O primeiro-ministro de Israel, Benjamin Netanyahu, declarou em cadeia nacional neste sábado (28) que há “fortes indícios” de que o líder supremo do Irã, Ali Khamenei, morreu após a ofensiva coordenada entre Israel e os Estados Unidos. Pouco depois, uma alta autoridade israelense afirmou à Reuters que o corpo do aiatolá teria sido encontrado.

O presidente dos EUA, Donald Trump, disse à NBC News que acredita que a informação esteja correta. Segundo Netanyahu, o complexo de Khamenei foi destruído e “há muitos indícios de que esse tirano se foi”. Imagens de satélite indicam danos extensos na área e uma densa coluna de fumaça sobre o local.

Do lado iraniano, porém, a versão é oposta. O porta-voz do Ministério das Relações Exteriores do Irã declarou à ABC News que Khamenei está “são e salvo”. O chanceler iraniano, Abbas Araghchi, também afirmou que as principais autoridades sobreviveram aos bombardeios e que o líder supremo permanece vivo.

O Exército israelense informou ainda que diversos altos oficiais iranianos teriam sido mortos, incluindo o ministro da Defesa, Aziz Nasirzadeh; o chefe da Guarda Revolucionária, Mohammad Pakpour; e Ali Shamkhani, assessor estratégico do regime. Segundo o jornal The New York Times, a ofensiva tinha como objetivo central atingir o núcleo de comando do regime iraniano.
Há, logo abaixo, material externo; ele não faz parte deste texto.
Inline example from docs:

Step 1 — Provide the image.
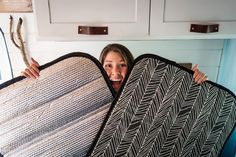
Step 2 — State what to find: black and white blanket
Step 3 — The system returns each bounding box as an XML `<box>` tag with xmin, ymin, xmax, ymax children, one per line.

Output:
<box><xmin>0</xmin><ymin>53</ymin><xmax>236</xmax><ymax>157</ymax></box>
<box><xmin>88</xmin><ymin>54</ymin><xmax>236</xmax><ymax>157</ymax></box>
<box><xmin>0</xmin><ymin>53</ymin><xmax>115</xmax><ymax>157</ymax></box>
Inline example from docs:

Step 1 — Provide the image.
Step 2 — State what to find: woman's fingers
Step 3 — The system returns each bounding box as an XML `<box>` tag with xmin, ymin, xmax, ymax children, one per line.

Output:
<box><xmin>21</xmin><ymin>58</ymin><xmax>39</xmax><ymax>79</ymax></box>
<box><xmin>192</xmin><ymin>64</ymin><xmax>208</xmax><ymax>84</ymax></box>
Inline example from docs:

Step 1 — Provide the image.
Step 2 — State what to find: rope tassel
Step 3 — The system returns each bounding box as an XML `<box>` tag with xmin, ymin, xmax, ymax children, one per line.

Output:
<box><xmin>10</xmin><ymin>15</ymin><xmax>30</xmax><ymax>67</ymax></box>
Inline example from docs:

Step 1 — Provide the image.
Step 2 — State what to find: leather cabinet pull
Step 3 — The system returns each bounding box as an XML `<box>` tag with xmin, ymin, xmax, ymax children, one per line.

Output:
<box><xmin>78</xmin><ymin>26</ymin><xmax>108</xmax><ymax>35</ymax></box>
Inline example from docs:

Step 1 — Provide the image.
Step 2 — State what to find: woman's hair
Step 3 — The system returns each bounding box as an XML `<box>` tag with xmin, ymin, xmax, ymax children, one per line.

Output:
<box><xmin>99</xmin><ymin>44</ymin><xmax>134</xmax><ymax>70</ymax></box>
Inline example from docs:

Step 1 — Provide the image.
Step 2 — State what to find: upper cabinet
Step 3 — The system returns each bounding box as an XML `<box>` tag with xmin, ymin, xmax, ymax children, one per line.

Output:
<box><xmin>33</xmin><ymin>0</ymin><xmax>150</xmax><ymax>40</ymax></box>
<box><xmin>150</xmin><ymin>0</ymin><xmax>236</xmax><ymax>39</ymax></box>
<box><xmin>33</xmin><ymin>0</ymin><xmax>236</xmax><ymax>40</ymax></box>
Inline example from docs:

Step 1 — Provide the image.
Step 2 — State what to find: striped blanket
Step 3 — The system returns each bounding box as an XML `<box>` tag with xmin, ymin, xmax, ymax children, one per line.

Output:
<box><xmin>88</xmin><ymin>54</ymin><xmax>236</xmax><ymax>157</ymax></box>
<box><xmin>0</xmin><ymin>53</ymin><xmax>236</xmax><ymax>157</ymax></box>
<box><xmin>0</xmin><ymin>53</ymin><xmax>114</xmax><ymax>157</ymax></box>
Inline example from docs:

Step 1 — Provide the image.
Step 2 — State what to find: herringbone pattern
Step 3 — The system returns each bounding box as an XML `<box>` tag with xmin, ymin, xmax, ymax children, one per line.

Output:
<box><xmin>90</xmin><ymin>55</ymin><xmax>236</xmax><ymax>157</ymax></box>
<box><xmin>0</xmin><ymin>53</ymin><xmax>113</xmax><ymax>157</ymax></box>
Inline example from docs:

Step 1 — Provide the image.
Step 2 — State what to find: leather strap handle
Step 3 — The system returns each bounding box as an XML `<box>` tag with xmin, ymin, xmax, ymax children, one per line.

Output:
<box><xmin>78</xmin><ymin>26</ymin><xmax>108</xmax><ymax>35</ymax></box>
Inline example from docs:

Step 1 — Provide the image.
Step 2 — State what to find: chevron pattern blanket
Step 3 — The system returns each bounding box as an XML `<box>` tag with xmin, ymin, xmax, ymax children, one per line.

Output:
<box><xmin>88</xmin><ymin>54</ymin><xmax>236</xmax><ymax>157</ymax></box>
<box><xmin>0</xmin><ymin>53</ymin><xmax>114</xmax><ymax>157</ymax></box>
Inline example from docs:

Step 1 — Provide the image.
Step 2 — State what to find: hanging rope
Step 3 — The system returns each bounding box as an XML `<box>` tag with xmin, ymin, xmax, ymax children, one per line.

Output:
<box><xmin>10</xmin><ymin>15</ymin><xmax>30</xmax><ymax>67</ymax></box>
<box><xmin>0</xmin><ymin>27</ymin><xmax>14</xmax><ymax>78</ymax></box>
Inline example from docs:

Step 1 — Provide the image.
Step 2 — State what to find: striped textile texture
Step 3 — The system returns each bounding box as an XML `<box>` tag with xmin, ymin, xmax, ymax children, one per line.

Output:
<box><xmin>88</xmin><ymin>54</ymin><xmax>236</xmax><ymax>157</ymax></box>
<box><xmin>0</xmin><ymin>52</ymin><xmax>114</xmax><ymax>157</ymax></box>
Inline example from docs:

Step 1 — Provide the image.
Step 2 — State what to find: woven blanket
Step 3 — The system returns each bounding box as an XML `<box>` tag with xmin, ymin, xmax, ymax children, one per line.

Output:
<box><xmin>88</xmin><ymin>54</ymin><xmax>236</xmax><ymax>157</ymax></box>
<box><xmin>0</xmin><ymin>53</ymin><xmax>115</xmax><ymax>157</ymax></box>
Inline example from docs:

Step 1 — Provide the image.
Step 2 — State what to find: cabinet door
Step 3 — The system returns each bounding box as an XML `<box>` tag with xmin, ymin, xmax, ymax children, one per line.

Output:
<box><xmin>150</xmin><ymin>0</ymin><xmax>236</xmax><ymax>39</ymax></box>
<box><xmin>33</xmin><ymin>0</ymin><xmax>150</xmax><ymax>40</ymax></box>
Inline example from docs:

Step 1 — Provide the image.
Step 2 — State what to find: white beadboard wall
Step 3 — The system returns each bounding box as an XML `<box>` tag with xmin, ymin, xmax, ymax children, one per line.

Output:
<box><xmin>0</xmin><ymin>13</ymin><xmax>224</xmax><ymax>82</ymax></box>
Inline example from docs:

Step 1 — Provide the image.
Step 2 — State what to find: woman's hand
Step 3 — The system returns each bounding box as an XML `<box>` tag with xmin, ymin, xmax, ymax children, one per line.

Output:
<box><xmin>21</xmin><ymin>58</ymin><xmax>39</xmax><ymax>79</ymax></box>
<box><xmin>192</xmin><ymin>64</ymin><xmax>208</xmax><ymax>84</ymax></box>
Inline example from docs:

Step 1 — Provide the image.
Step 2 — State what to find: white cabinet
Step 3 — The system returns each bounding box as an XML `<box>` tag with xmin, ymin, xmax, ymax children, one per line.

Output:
<box><xmin>150</xmin><ymin>0</ymin><xmax>236</xmax><ymax>39</ymax></box>
<box><xmin>33</xmin><ymin>0</ymin><xmax>150</xmax><ymax>40</ymax></box>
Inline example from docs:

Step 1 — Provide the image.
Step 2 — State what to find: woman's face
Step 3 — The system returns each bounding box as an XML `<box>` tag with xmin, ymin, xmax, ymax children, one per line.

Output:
<box><xmin>103</xmin><ymin>51</ymin><xmax>128</xmax><ymax>91</ymax></box>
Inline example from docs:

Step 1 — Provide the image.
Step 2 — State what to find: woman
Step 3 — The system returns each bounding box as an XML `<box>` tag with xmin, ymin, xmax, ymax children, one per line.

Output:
<box><xmin>21</xmin><ymin>44</ymin><xmax>207</xmax><ymax>91</ymax></box>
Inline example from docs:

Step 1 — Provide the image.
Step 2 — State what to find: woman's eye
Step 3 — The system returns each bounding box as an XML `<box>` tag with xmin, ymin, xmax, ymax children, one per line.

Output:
<box><xmin>120</xmin><ymin>64</ymin><xmax>127</xmax><ymax>67</ymax></box>
<box><xmin>105</xmin><ymin>64</ymin><xmax>112</xmax><ymax>68</ymax></box>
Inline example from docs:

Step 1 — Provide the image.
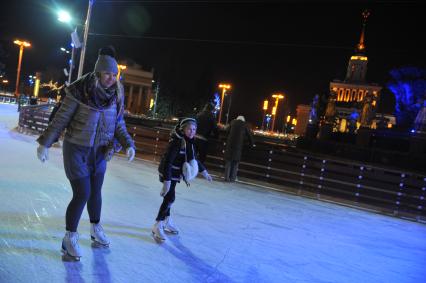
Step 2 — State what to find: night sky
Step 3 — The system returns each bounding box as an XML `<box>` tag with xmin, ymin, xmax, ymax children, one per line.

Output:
<box><xmin>0</xmin><ymin>0</ymin><xmax>426</xmax><ymax>124</ymax></box>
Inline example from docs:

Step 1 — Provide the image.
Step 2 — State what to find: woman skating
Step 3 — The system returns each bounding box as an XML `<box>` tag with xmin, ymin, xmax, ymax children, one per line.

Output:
<box><xmin>37</xmin><ymin>47</ymin><xmax>135</xmax><ymax>259</ymax></box>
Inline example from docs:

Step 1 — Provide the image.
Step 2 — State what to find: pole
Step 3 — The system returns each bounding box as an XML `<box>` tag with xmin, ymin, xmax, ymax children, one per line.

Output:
<box><xmin>218</xmin><ymin>88</ymin><xmax>226</xmax><ymax>124</ymax></box>
<box><xmin>15</xmin><ymin>44</ymin><xmax>24</xmax><ymax>97</ymax></box>
<box><xmin>68</xmin><ymin>44</ymin><xmax>75</xmax><ymax>85</ymax></box>
<box><xmin>154</xmin><ymin>80</ymin><xmax>160</xmax><ymax>118</ymax></box>
<box><xmin>225</xmin><ymin>95</ymin><xmax>232</xmax><ymax>125</ymax></box>
<box><xmin>77</xmin><ymin>0</ymin><xmax>94</xmax><ymax>79</ymax></box>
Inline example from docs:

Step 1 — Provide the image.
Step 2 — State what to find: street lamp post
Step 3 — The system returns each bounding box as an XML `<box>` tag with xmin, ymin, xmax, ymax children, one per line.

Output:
<box><xmin>77</xmin><ymin>0</ymin><xmax>95</xmax><ymax>78</ymax></box>
<box><xmin>261</xmin><ymin>100</ymin><xmax>269</xmax><ymax>131</ymax></box>
<box><xmin>218</xmin><ymin>84</ymin><xmax>231</xmax><ymax>124</ymax></box>
<box><xmin>272</xmin><ymin>93</ymin><xmax>284</xmax><ymax>132</ymax></box>
<box><xmin>13</xmin><ymin>39</ymin><xmax>31</xmax><ymax>97</ymax></box>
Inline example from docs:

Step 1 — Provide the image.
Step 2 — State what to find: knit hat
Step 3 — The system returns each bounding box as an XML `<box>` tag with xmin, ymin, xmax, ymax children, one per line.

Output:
<box><xmin>95</xmin><ymin>46</ymin><xmax>118</xmax><ymax>74</ymax></box>
<box><xmin>179</xmin><ymin>118</ymin><xmax>197</xmax><ymax>130</ymax></box>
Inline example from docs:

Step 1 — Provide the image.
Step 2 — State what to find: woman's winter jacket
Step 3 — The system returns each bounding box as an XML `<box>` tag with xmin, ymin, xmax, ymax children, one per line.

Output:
<box><xmin>158</xmin><ymin>129</ymin><xmax>206</xmax><ymax>182</ymax></box>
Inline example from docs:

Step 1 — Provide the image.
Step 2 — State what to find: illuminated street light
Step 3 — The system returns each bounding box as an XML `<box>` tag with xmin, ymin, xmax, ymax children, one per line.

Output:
<box><xmin>58</xmin><ymin>10</ymin><xmax>71</xmax><ymax>23</ymax></box>
<box><xmin>61</xmin><ymin>47</ymin><xmax>70</xmax><ymax>54</ymax></box>
<box><xmin>261</xmin><ymin>100</ymin><xmax>269</xmax><ymax>131</ymax></box>
<box><xmin>272</xmin><ymin>93</ymin><xmax>284</xmax><ymax>132</ymax></box>
<box><xmin>219</xmin><ymin>84</ymin><xmax>231</xmax><ymax>124</ymax></box>
<box><xmin>58</xmin><ymin>0</ymin><xmax>94</xmax><ymax>82</ymax></box>
<box><xmin>13</xmin><ymin>39</ymin><xmax>31</xmax><ymax>97</ymax></box>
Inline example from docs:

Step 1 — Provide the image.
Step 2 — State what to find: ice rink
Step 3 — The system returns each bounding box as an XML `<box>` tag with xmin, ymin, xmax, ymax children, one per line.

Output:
<box><xmin>0</xmin><ymin>104</ymin><xmax>426</xmax><ymax>283</ymax></box>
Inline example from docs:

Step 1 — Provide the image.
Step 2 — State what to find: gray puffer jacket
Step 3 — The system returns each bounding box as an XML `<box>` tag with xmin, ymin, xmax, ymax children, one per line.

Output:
<box><xmin>37</xmin><ymin>75</ymin><xmax>135</xmax><ymax>151</ymax></box>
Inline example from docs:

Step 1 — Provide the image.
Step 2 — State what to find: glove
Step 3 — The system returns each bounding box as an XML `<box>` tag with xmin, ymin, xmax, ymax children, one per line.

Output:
<box><xmin>160</xmin><ymin>181</ymin><xmax>172</xmax><ymax>197</ymax></box>
<box><xmin>126</xmin><ymin>147</ymin><xmax>135</xmax><ymax>162</ymax></box>
<box><xmin>37</xmin><ymin>145</ymin><xmax>49</xmax><ymax>162</ymax></box>
<box><xmin>201</xmin><ymin>170</ymin><xmax>212</xmax><ymax>182</ymax></box>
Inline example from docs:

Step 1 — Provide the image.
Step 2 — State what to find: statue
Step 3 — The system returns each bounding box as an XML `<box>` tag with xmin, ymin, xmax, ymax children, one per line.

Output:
<box><xmin>325</xmin><ymin>91</ymin><xmax>337</xmax><ymax>123</ymax></box>
<box><xmin>309</xmin><ymin>94</ymin><xmax>319</xmax><ymax>124</ymax></box>
<box><xmin>414</xmin><ymin>99</ymin><xmax>426</xmax><ymax>133</ymax></box>
<box><xmin>360</xmin><ymin>93</ymin><xmax>373</xmax><ymax>128</ymax></box>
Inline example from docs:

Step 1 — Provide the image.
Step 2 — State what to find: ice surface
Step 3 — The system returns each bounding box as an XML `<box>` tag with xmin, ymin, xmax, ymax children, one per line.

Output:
<box><xmin>0</xmin><ymin>104</ymin><xmax>426</xmax><ymax>283</ymax></box>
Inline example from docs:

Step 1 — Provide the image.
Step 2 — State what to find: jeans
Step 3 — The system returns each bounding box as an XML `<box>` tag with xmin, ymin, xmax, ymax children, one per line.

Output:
<box><xmin>65</xmin><ymin>174</ymin><xmax>104</xmax><ymax>232</ymax></box>
<box><xmin>155</xmin><ymin>181</ymin><xmax>177</xmax><ymax>221</ymax></box>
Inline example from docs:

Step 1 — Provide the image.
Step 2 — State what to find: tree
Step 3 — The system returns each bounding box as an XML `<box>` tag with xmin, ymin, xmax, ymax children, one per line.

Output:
<box><xmin>386</xmin><ymin>67</ymin><xmax>426</xmax><ymax>129</ymax></box>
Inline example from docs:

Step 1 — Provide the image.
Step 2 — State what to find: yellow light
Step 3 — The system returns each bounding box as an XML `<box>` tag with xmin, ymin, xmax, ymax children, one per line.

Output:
<box><xmin>339</xmin><ymin>119</ymin><xmax>347</xmax><ymax>133</ymax></box>
<box><xmin>13</xmin><ymin>39</ymin><xmax>31</xmax><ymax>47</ymax></box>
<box><xmin>351</xmin><ymin>56</ymin><xmax>368</xmax><ymax>61</ymax></box>
<box><xmin>219</xmin><ymin>84</ymin><xmax>231</xmax><ymax>89</ymax></box>
<box><xmin>272</xmin><ymin>93</ymin><xmax>284</xmax><ymax>99</ymax></box>
<box><xmin>34</xmin><ymin>78</ymin><xmax>40</xmax><ymax>97</ymax></box>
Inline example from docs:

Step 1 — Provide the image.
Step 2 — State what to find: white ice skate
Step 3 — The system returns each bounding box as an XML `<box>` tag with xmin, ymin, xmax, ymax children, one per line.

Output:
<box><xmin>152</xmin><ymin>221</ymin><xmax>166</xmax><ymax>241</ymax></box>
<box><xmin>164</xmin><ymin>216</ymin><xmax>179</xmax><ymax>234</ymax></box>
<box><xmin>90</xmin><ymin>223</ymin><xmax>109</xmax><ymax>247</ymax></box>
<box><xmin>62</xmin><ymin>231</ymin><xmax>81</xmax><ymax>260</ymax></box>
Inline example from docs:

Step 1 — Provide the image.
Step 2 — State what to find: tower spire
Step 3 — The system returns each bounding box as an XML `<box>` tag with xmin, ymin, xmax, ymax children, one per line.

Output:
<box><xmin>356</xmin><ymin>10</ymin><xmax>370</xmax><ymax>53</ymax></box>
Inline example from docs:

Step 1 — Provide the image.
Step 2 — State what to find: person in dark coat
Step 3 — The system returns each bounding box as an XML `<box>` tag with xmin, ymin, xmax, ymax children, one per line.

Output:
<box><xmin>152</xmin><ymin>118</ymin><xmax>212</xmax><ymax>241</ymax></box>
<box><xmin>195</xmin><ymin>103</ymin><xmax>219</xmax><ymax>163</ymax></box>
<box><xmin>225</xmin><ymin>116</ymin><xmax>254</xmax><ymax>182</ymax></box>
<box><xmin>37</xmin><ymin>47</ymin><xmax>135</xmax><ymax>260</ymax></box>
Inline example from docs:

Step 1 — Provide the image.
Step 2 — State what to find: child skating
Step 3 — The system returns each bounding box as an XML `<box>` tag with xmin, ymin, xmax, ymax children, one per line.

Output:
<box><xmin>152</xmin><ymin>118</ymin><xmax>212</xmax><ymax>241</ymax></box>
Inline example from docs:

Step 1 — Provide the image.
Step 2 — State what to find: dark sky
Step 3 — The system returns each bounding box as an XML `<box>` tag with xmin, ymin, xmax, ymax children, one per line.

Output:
<box><xmin>0</xmin><ymin>0</ymin><xmax>426</xmax><ymax>123</ymax></box>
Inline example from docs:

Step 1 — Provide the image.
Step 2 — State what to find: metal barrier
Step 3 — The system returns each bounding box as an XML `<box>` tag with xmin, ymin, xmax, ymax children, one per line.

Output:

Os ataques atingiram vários pontos de Teerã, incluindo áreas próximas ao palácio presidencial. De acordo com a imprensa iraniana, citando a Crescente Vermelha, ao menos 201 pessoas morreram e 747 ficaram feridas. Das 31 províncias do país, 24 teriam sido impactadas. Não houve registro de baixas americanas.

Analistas internacionais avaliam que, caso a morte de Khamenei seja confirmada, o cenário pode mergulhar o Irã em uma disputa interna de poder e ampliar drasticamente o conflito regional, com efeitos imprevisíveis para o Oriente Médio e o equilíbrio geopolítico global.